To do this we derive an address that can be found deterministically from a set of seeds:

               --- The seed
               v
Address = hash(["some_string" + "another_string"])

These accounts, by design, don't have private keys. Instead, programs can use these seeds to algorithmically sign for transactions and modify data in accounts that are PDAs.

So PDAs are a special kind of account that a program can sign for without a private key. Instead, they can only be signed by a program. These provide authority and ownership capabilities for your programs.

They enable things like:

• Allowing programs to own tokens
• Allow a token vault where only the program can withdraw from the vault

A PDA is created by generating an ed25519 pubkey not on the curve. This means not every combination of seed and program ID is usable. There are built in functions to take a nonce (the bump) and keep decrementing it until you get an invalid pubkey.

To have a program transfer lamports to a user account, you can have the program sign for its own PDA account and use invoke_signed on the system program.

This is in contrast to how you would usually do CPI using just invoke with your data. When you sign with a PDA using invoke_signed you are using the PDAs seeds, including the bump to sign.

A common pattern is to use addresses derived from a namespace and a user pubkey for efficient key/value mappings, keyed off the user.

A PDA is derived using:

1. A program ID (the controlling smart contract).
2. A set of seeds (arbitrary byte arrays).
3. A bump (a single-byte value, 0–255).

pda = Pubkey::create_program_address(seeds + bump, program_id)

When you use the PDA to interact with an owned account you can directly borrow mutable access to the lamports of an account using try_borrow_mut_lamports instead of the normal CPI invocation.

**ctx.accounts.recipient.to_account_info().try_borrow_mut_lamports()? += amount

Bumps

When you use seeds to derive a public key, there is a chance that the seeds you use, and the public key it derives from them could in theory have an associated private key. If it has a corresponding private key it is considered on curve.

So, Solana tacks on an additional integer (the bump) to your seeds list to make sure it bumps it off of the ed2559 elliptic curve.

The tricky part is you have to manage this bump throughout the program so its good to stick it inside the account data.

Bumps are deterministic values used to find program-derived addresses (PDAs) without requiring a private key.

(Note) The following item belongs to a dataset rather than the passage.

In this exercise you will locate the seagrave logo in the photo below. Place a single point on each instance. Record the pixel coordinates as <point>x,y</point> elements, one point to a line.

They ensure that a PDA is valid (i.e., does not collide with an actual keypair) while allowing the same address to be derived consistently.

In practice, you can think of your seeds + bump as Solana's version of a hash dictionary:

[b"token", authority.key().as_bytes()]

In this seed we are using a string token and the authority of the transaction to create a unique pairing. This could get us the token address for this particular authority if we initialized an account with that seed.

By knowing the seed and the bump you can deterministically recreate the address without having to store the address anywhere. We can find any users account by reusing the same seed.

So if you wanted to say, store a big list of addresses you could use these seeds to quickly lookup the address you need without knowing it (storing it) ahead of time, which can be expensive and limiting on the blockchain.

Finding these addresses from seeds is an iterative process, where we start at a bump value of 255 and work our way down to zero until we have successfully first bumped off the curve:

let seeds = &[b"my_seed", user_pubkey.as_ref()];
let (pda, bump) = Pubkey::find_program_address(seeds, &program_id);

• b"my_seed" is a static seed.
• user_pubkey ensures uniqueness per user.
• bump is found automatically and returned by the iterating function

It can be tedious to derive these every time so a useful pattern is to store the bump inside of the account you create so we do not need to re-fetch these every time when we want to sign a transaction.

pub struct MyAccount {
    pub bump: u8,
    pub data: u64,
}

Storing the bump allows validation later when signing transactions in frameworks like Anchor.